Ce document de travail identifie les différentes contraintes que rencontrent les demandeurs d’emploi qui veulent se former :

  • difficulté dans la recherche de financement
  • manque d’information
  • éloignement des lieux de formation
  • complexité des démarches administratives
  • moins accès à la formation pendant les périodes de chômage
  • délais d’entrée en formation trop longs

 Nouvel acte de décentralisation

Dans le cadre du nouvel acte de la décentralisation, l’urgence est d’améliorer le taux de formation des demandeurs d’emploi et de réduire les délais d’entrée en formation. 

Au vu des résultats des différents outils de pilotage de la formation professionnelle, les acteurs territoriaux doivent améliorer leur coordination afin de répondre à cinq enjeux majeurs :

 1 / Une lecture partagée des besoins des publics et des entreprises 

 Chaque région doit adopter une politique de territorialisation commune, s’appuyant sur un accord entre l’Etat, les régions, les départements et les partenaires sociaux, pour :

  • définir des territoires communs d’intervention entre les différents acteurs des politiques d’emploi, de formation et d’insertion ;
  • mettre en œuvre sur ces territoires des diagnostics communs et partagés, s’appuyant notamment sur la compétence des OREF et associant directement Pôle emploi et les missions locales, les OPCA et les Fongecifs ;
  • déterminer des objectifs communs d’actions.
2 / La constitution d’une commande publique plus homogène 

Afin de pallier à une disparité de l’offre de formation et des chevauchements des dispositifs issus de la multiplicité des achats de prestations de formations par des marchés publics séparés (Pôle emploi, Etat, région, Agefiph..), il est confié aux régions le soin d’assurer la coordination des achats de formation.

En outre, une réflexion de la part des partenaires sociaux sur la rationalisation des achats et des financements sera menée pour la POE et l’alternance.

Cette coordination favoriserait le conventionnement entre le FPSPP et les partenaires régionaux (Région, Partenaires sociaux, Pôle emploi,…).

3/ L’outillage des prescripteurs 

Afin de permettre aux prescripteurs de maîtriser la globalité de l’offre de formation et de pouvoir la transmettre intelligiblement aux demandeurs d’emploi, il est proposé de rationnaliser le système d’information par l’utilisation commune au niveau national de l’outil « Dokelio » piloté par CentreInffo.

4 / L’adaptation des formations et la qualité globale de l’offre de formation 

Le trop grand nombre d’organismes (60 000) proposant des formations nuit à la visibilité de l’offre de formation.

Les critères de qualité de l’offre de formation (conditions d’accueil et d’information des stagiaires, exigences d’organisation de la formation, critères identiques de mesures du suivi d’actions de formation…) doivent être revus et par conséquent donner lieu à l’élaboration d’une charte qualité.

Au vu de leurs compétences d’évaluation, les CCREFP devraient se saisir de cette mission, en collaboration avec les OREF.

Au niveau national, le CNFPTLV pourrait organiser en lien avec eux un programme concerté et pluriannuel d’évaluation.

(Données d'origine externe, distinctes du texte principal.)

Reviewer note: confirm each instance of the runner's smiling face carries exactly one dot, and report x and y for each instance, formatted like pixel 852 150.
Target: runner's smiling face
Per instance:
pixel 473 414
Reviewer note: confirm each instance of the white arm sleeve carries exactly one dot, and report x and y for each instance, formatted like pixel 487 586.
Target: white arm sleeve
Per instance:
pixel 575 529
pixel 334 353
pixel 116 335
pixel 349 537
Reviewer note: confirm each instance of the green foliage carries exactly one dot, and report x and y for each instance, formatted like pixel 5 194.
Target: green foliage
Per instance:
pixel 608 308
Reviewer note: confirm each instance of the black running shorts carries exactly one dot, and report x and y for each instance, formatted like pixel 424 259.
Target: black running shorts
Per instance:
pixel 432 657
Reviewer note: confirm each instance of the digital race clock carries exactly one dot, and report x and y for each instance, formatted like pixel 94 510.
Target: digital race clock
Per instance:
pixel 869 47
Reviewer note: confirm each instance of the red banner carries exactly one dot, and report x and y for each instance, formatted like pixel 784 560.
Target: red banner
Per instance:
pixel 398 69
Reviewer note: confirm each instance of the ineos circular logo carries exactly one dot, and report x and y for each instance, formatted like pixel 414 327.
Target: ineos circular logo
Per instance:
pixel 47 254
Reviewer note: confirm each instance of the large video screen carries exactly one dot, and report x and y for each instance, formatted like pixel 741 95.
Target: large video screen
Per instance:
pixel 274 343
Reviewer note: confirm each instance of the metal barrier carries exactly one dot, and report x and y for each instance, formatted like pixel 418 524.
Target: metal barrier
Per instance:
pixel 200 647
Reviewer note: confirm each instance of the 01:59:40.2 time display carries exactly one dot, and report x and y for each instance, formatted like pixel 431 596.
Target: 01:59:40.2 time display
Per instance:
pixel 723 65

5 / La levée des obstacles à l’entrée en formation 

Les principaux obstacles à l’entrée en formation sont les frais liés au transport, à l’hébergement et à la garde d’enfant. Des aides publiques existent déjà mais souvent elles sont méconnues et sous-utilisées.

Afin de lever ces obstacles à l’entrée à la formation, il conviendrait de réaliser dans chaque région, un état des lieux précis des aides financières ou matérielles. Cet état des lieux, en charge par les CARIF et les OREF, devra être actualisé et mis à disposition des conseillers, des prescripteurs et des demandeurs d’emploi. Ainsi, des solutions seront apportées en amont aux demandeurs d’emploi engageant un projet d’action de formation.

En outre, le document de travail préconise des actions ciblées en faveur des demandeurs d’emploi non qualifiées, notamment par la mise en œuvre du plan stratégique 2015 de Pôle emploi qui différencie l’offre d’accompagnement en fonction du degré d’éloignement à l’emploi.